Book a twenty-minute discovery call.
No pitch. Roughly a third of these calls end with me suggesting a different coach. The point is to find out whether what I do is what you actually need.
What the call is and isn't.
It's a twenty-minute phone or video call. You tell me what you're trying to do and what you've already tried. I tell you whether the work I do is the right fit, and if it isn't, who or what is. There's no pre-call form, no pre-payment, no upsell at the end. If you decide on the call to book a session, you can do it then or by email afterwards.

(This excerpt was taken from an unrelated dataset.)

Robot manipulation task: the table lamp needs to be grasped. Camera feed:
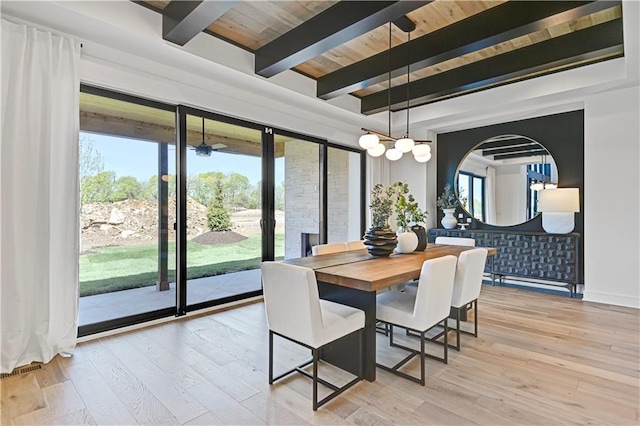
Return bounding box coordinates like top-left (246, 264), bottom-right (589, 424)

What the call is not: a free coaching session, a sales pitch, or a triage interview. I don't ask you the kinds of probing questions that are appropriate inside a paid engagement. I do ask straightforward practical questions: where in the job search you are, whether there are interviews already lined up, what the timeline looks like, what you've already tried.
How to book the call.
Send a short email saying which week works for you, what kind of work you think you're after (interview, CV, profile, salary, "I'm not sure yet" is also a valid answer), and a phone number or video-link preference. I'll come back within one working day with two or three time slots.
What I'll ask on the call.
- What you're trying to do, in your own words. The shorter the better; one paragraph is usually enough to start.
- What you've already tried, and what worked or didn't.
- The practical timeline — is there an interview already booked, an offer on the table, or is this earlier-stage thinking work.
- What kind of coach you'd find unhelpful. The system isn't set up for people who don't fit the standard profile, and I'd rather know upfront where you've been let down before so we don't repeat it.